An easy way to determine whether or not an ion pump needs to be rebuilt is to perform an endoscopic ion pump inspection. The hard way is to drop the ion pumps.
In the last few years the prices have really come down on USB and android/iPhone endoscopes. If you do a search on EBay for USB endoscope you will see a lot of choices for under $20.00. The one used in this blog post is 7mm in diameter, which is small enough to fit into a 1.33” CF flange hole.
For this example we inspected a PHI 660 scanning auger system equipped with a 220 l/s ion pump. This system has been in use for about 10 years primarily for depth profiling using Argon gas.
Since there is a shield below the TSP filaments the only way into the ion pumps was thru the un-used 1.33 CF flange that is opposite the ion pump high voltage connector.

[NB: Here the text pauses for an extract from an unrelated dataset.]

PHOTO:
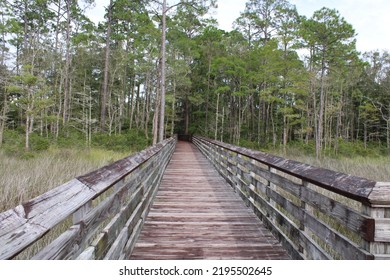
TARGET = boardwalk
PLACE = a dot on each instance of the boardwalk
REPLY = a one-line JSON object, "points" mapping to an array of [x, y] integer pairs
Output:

This video link shows what it looks like as you move the endoscope around inside the ion pump – https://www.youtube.com/watch?v=5DQVW3DCG9A&feature=youtu.be Note that the video has a blue tint to if from the built in LED camera lighting.
The color corrected pictures below show that the ion pump elements are pitted, the insulating ceramics are coated and there are some flakes in the bottom of the pump well. The conclusion was that the pump elements have another year or so left on them and so we will plan on replacing them in 12 to 18 months.